Any ideas on snazzing it up would be appreciated!

thanks!


----------



## TheHummer (Mar 25, 2005)

*Creole Crabmeat Spaghetti Sauce*

Hiya, I was trawling through my recipes and came across this one. A little different and not too quick but should be a good heartening meal.

3 chopped medium onions 
2 tsp olive oil 
1 can (10-oz) clam broth 
½ cup dry white wine/water 
2 cup peeled diced vine ripened tomatoes 
1 tomatoes undrained 
1 can (16-oz) tomato paste 
2 chopped ribs celery 
1 chopped sweet bell pepper 
½ cup fresh chopped parsley 
½ cup fresh or ½ teaspoon dried basil 
½ cup minced fresh or ½ teaspoon dried thyme 
1 dash Worcestershire sauce 
1 pinch ground cumin 
1 pinch red cayenne pepper 
2 Tbs flour ¼ cup old water 
3 cup flaked crab meat 

1 Combine onions and oil in large non-stick pan with cooking spray. Cook and stir just until they begin to brown; stir in broth, wine or water, tomatoes, tomato paste, celery, bell pepper, parsley, basil, thyme, worcestershire, cumin and pepper.
2 Cover and simmer for one hour or more, stirring occasionally. Mix flour with water until smooth; stir into simmering sauce.
3 Add crab meat. Simmer, uncovered until sauce is thick.


----------



## buckytom (Mar 25, 2005)

can you still taste the crab thru the cheeses and cream?

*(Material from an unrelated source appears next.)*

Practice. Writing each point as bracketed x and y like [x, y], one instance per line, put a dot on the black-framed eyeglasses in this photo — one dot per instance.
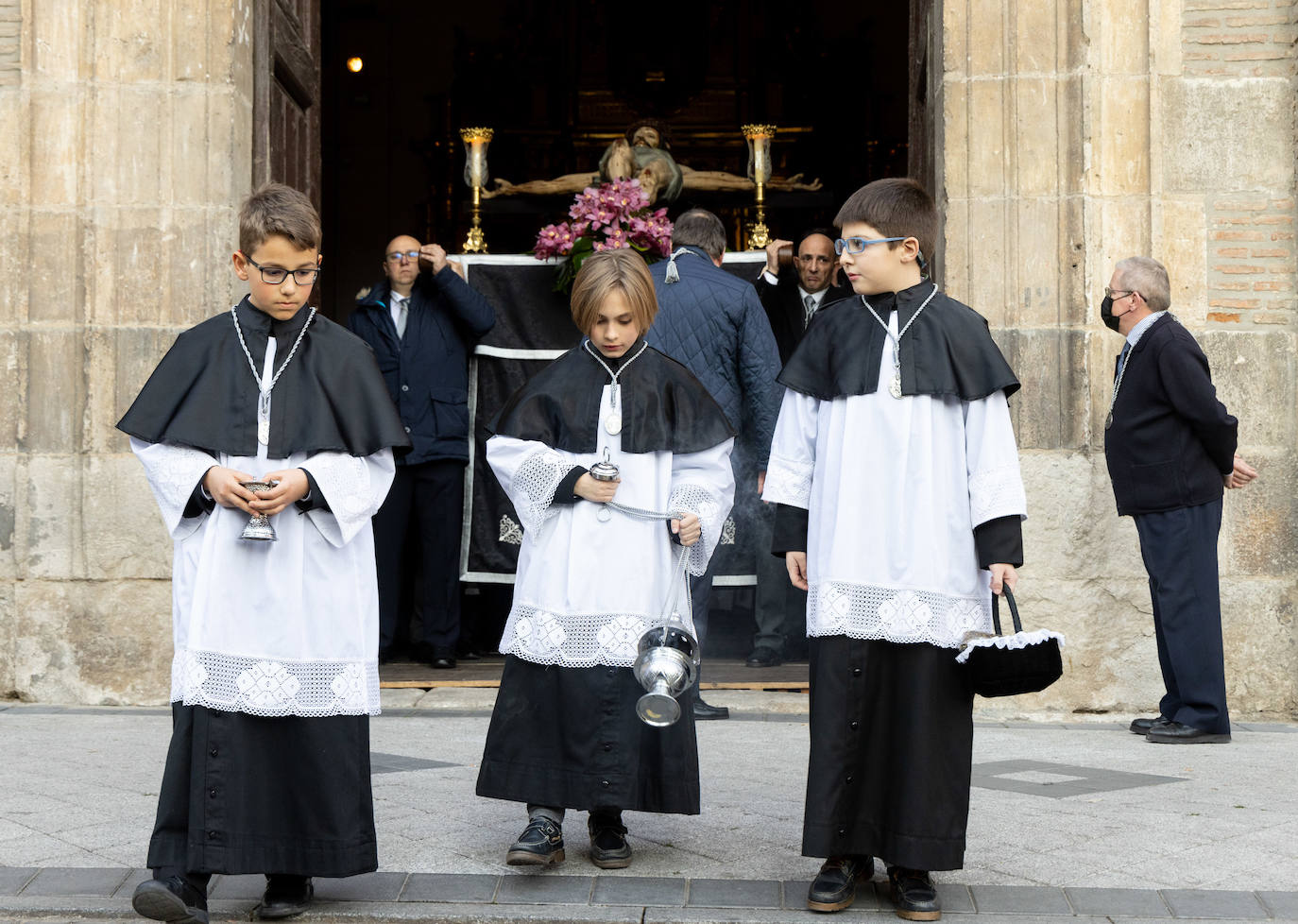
[274, 275]
[858, 244]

i would leave out the cheeses for something delicate like crab, or replace the crab with crawfish tails and just use the parm and cream.


----------



## mudbug (Mar 25, 2005)

Poor man's version of this dish (made it last night, and it tasted great):

1 jar Classico brand sun-dried tomato alfredo sauce
2 cans water-packed tuna, mostly drained, flaked 
handful of black olives, chopped finely
splash of red wine if sauce is too thick for your taste (I just poured a little into the alfredo sauce jar to "rinse" it out)

heat above ingredients in saucepan until warmed, serve over pasta.


----------



## sherifffruitfly (Mar 25, 2005)

buckytom said:
			
		

> can you still taste the crab thru the cheeses and cream?
> 
> i would leave out the cheeses for something delicate like crab, or replace the crab with crawfish tails and just use the parm and cream.


 
Yah - the crabbieness did get a bit lost... OTOH, it didn't get lost any more than chicken would - that's why, come to think of it, i saute the chicken in blackening spices when using it for fett fredo.... coulda done similarly with the crab I spose... sounds kinda good... saute the crab up in butter, garlic, and blackening spices....

But what I actually had was pretty d@mn good anyhow... the peapods were great. I didn't cook em per se, but I put em in the colander and poured the noodles on em when they were done cooking - so the peapods got a quick hit of watery heat. The leftover peapods were still crunchy today after reheating.

nap time....


----------



## sherifffruitfly (Mar 25, 2005)

TheHummer said:
			
		

> Hiya, I was trawling through my recipes and came across this one. A little different and not too quick but should be a good heartening meal.


 
That is different, but in a good-sounding way - I'll totally try that next time!


----------



## sherifffruitfly (Mar 25, 2005)

mudbug said:
			
		

> Poor man's version of this dish (made it last night, and it tasted great):


 
I love po' man's versions of just about everything! lol - I think sundried tomatoes sound awesome for this type of dish - I'm gonna keep that in mind!

thanks!


----------



## jpmcgrew (Mar 25, 2005)

A little white wine or a few drops of fresh lemon juice to taste.


----------



## Constance (Apr 29, 2005)

*Fetticine Alfredo with Lobster (or crab) Delights*

This version is far lower in calories than a traditional Alfredo, and every bit as rich and creamy tasting. Obviously, you can use real crab meat if you have it available.

Ingredients:
1 tablespoon butter
2 oz cream cheese (may use reduced fat)
1 tablespoon flour
1 cup milk (I use skim)
2 cloves minced garlic (from a jar is fine)
1-1/4 cup shredded parmesan cheese (buy a chunk and grate it yourself)
8 oz lobster or crab delights (the Louis Kemp imitation stuff)
16 oz cooked fettucine

Directions:
In a saucepan, melt butter and saute garlic until fragrant over medium heat. Stir in flour. Gradually blend in milk while stirring with a whisk. Stir constantly over medium heat until thick and bubbly, about 8 minutes. Stir in cream cheese, heat two minutes, stirring constantly. Gradully add 1 cup of the parmesan and stir until fully melted. Add the lobster and allow meat to heat through. Toss with cooked pasta. Moisten with a little reserved liquid from the pasta water, if needed. Top with remaining parmesan.
You may add shrimp or any other seafood. Cook a few frozen peas in with the pasta for a bit of greeen. Add fresh chopped Italian parsly, pimientos, olives...whatever you like. I usually grate in a little nutmeg as well.


----------



## mish (May 1, 2005)

I prefer a lighter dish, i.e. fresh herbs (i.e. basil, flat Italian Parsley, oregano), & butter w parm & fresh ground black pepper - with or w/o the seafood. But, that's just me. You could try adding salmon, shrimp or tuna in place of the crab, for a different dish --  Maybe even chicken. Or, experiment with a different cheese, i.e. feta, roquefort. Lots of ways to go.

To an Alfredo-sauced dish, I've added one or a combo of sun dried tomatoes, mushrooms, artichokes hearts, chives, asparagus, or broccoli. Depends on my mood & what I've got on hand. Just some food for thought.


----------